Additionally, we’re introducing some randomization into the delay to prevent large numbers of concurrent failures to be continuously retried at the exact same interval. Delay randomization more evenly spreads retries out within the retry window, allowing your system to more effectively process them.
Check out the Webhooks API documentation for more information.
There are two major changes in the retry behavior of webhooks: First, the timing of retries is shifting from a fixed exponential delay to a fixed time window with exponential delays designed to fit within that window. To better understand this shift, it’s helpful to compare the ‘old’ behavior and the new behavior:
- The old behavior is as follows: Failed webhook notifications will be retried a maximum of 10 times, with a 2^n second delay based on the attemptNumber. This means that the delay between retries is dependent only on the attemptNumber, and will only ever reach a total of ~13 minutes.
- The new behavior is different in that failed webhook notifications will be retried a maximum of ten times, spread out over a 24 hour period. Instead of basing the delays on a fixed scale, notifications can be retried with various delays over the course of a 24 hours period.

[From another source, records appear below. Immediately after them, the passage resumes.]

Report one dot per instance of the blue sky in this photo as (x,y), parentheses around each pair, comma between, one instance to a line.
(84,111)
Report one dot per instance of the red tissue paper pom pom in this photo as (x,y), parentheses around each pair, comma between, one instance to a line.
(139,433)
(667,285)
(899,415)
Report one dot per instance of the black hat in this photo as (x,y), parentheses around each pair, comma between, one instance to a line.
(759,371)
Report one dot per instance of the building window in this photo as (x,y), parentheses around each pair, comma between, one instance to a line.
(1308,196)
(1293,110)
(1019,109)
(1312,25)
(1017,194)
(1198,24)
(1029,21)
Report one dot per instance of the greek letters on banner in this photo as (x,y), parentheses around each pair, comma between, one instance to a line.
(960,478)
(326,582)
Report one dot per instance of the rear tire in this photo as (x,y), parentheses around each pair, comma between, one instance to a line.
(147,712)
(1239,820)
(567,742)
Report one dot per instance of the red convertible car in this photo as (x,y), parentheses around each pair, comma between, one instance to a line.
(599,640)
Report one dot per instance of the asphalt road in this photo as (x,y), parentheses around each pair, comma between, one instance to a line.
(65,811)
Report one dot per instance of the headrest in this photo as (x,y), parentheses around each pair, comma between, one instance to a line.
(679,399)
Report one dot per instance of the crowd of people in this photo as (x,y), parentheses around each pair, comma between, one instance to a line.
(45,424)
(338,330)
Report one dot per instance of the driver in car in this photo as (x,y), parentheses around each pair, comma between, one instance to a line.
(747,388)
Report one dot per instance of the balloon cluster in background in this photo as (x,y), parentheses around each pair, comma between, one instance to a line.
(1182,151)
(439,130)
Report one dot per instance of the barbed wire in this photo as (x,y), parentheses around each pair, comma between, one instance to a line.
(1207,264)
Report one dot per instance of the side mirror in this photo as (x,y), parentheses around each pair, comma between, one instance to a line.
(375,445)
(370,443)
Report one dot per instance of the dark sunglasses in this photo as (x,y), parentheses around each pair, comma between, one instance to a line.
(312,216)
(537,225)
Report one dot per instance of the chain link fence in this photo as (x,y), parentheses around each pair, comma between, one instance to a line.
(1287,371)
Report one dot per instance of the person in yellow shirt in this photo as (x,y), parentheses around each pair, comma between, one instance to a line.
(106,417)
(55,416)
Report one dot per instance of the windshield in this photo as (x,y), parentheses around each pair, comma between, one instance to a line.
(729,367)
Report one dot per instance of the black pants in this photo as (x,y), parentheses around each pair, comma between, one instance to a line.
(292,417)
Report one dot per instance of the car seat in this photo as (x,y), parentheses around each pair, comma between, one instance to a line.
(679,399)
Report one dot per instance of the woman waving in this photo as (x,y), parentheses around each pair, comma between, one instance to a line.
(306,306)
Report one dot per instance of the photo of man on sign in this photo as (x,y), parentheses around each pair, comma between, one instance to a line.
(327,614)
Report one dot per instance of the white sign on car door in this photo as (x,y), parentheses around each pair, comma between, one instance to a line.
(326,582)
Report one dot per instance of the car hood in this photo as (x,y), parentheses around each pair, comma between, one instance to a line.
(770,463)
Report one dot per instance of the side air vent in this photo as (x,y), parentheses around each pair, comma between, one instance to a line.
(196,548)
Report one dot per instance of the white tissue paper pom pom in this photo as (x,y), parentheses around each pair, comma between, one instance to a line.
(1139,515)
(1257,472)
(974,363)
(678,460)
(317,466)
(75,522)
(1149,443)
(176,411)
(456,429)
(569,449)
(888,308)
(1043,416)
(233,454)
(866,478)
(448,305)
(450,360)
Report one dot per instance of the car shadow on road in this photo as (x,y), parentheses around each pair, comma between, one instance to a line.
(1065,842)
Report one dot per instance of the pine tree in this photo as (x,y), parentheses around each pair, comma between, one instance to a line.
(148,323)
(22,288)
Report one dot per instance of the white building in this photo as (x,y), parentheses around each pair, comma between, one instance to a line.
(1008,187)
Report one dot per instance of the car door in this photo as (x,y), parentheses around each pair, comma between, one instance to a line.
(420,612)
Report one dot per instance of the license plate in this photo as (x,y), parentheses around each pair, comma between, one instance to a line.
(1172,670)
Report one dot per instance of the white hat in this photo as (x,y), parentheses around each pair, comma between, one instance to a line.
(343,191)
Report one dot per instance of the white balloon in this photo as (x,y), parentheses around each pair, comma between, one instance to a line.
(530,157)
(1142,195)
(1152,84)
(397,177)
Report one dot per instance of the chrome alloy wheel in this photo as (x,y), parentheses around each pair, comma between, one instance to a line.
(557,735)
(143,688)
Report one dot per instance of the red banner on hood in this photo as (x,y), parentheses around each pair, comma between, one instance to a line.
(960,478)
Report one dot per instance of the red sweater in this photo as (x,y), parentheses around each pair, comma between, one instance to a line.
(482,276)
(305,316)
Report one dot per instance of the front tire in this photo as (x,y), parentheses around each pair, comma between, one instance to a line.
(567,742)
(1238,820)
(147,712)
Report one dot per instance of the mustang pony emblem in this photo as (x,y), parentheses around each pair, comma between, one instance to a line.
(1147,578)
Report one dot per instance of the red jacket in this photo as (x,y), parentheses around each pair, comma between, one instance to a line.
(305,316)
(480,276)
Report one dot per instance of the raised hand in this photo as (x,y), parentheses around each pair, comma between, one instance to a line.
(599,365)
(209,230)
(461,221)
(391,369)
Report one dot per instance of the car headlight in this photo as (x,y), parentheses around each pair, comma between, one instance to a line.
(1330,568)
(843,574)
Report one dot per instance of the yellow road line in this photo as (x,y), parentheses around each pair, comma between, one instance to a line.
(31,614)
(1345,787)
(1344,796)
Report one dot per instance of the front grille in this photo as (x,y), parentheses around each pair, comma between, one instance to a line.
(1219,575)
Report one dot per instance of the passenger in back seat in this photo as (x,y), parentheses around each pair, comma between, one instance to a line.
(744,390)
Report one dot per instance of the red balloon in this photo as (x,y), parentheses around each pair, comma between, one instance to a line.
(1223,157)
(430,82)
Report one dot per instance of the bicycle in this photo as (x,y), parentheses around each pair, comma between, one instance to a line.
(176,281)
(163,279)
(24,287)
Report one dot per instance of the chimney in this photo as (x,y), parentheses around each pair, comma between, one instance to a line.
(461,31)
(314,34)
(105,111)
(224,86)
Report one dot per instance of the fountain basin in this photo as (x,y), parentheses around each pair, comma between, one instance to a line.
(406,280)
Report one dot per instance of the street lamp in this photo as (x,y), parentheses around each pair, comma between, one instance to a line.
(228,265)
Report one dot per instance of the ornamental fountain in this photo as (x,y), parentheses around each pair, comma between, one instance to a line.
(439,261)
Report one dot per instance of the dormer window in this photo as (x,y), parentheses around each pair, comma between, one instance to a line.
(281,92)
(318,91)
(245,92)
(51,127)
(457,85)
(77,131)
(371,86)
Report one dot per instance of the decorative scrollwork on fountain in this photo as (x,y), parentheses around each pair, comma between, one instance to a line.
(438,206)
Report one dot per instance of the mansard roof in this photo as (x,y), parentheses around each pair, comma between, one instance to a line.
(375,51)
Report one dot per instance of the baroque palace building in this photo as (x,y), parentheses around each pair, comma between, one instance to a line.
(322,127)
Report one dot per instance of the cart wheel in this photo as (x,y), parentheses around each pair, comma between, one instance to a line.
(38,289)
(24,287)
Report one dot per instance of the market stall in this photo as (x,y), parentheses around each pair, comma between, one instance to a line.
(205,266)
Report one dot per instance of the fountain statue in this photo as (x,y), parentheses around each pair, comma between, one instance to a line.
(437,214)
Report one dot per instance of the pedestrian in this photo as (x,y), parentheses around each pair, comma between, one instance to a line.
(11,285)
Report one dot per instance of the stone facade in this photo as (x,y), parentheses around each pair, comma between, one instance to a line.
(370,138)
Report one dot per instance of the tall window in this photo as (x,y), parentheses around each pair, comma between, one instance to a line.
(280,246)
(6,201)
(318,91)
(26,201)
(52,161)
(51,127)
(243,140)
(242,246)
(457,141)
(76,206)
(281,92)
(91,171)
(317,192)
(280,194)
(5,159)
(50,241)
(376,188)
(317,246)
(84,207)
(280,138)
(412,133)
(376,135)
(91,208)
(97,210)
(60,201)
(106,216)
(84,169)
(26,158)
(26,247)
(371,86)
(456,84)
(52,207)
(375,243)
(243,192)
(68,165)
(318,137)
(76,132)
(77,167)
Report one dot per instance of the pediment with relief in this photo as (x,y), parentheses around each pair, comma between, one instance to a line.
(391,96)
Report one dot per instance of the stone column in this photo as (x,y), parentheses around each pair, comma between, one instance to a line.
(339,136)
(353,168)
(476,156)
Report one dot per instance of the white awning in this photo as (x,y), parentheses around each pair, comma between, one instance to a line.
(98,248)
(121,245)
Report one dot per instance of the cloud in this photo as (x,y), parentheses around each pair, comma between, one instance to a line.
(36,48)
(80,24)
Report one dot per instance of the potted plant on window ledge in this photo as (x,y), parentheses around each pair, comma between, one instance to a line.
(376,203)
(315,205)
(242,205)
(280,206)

The second major change is related to the accuracy of the delay between retries: The actual length of delays between retries is changing from a fixed size dependent on attemptNumber to a random length delay between the previous delay and the maximum delay length. This change is also best illustrated with a comparison:
- The old behavior is that the length of the delay is fixed; if a request fails for the first time, it will be retried again exactly 2 seconds later. This can cause problems when volume gets extremely high, since many requests failing concurrently are retried after almost the same delay.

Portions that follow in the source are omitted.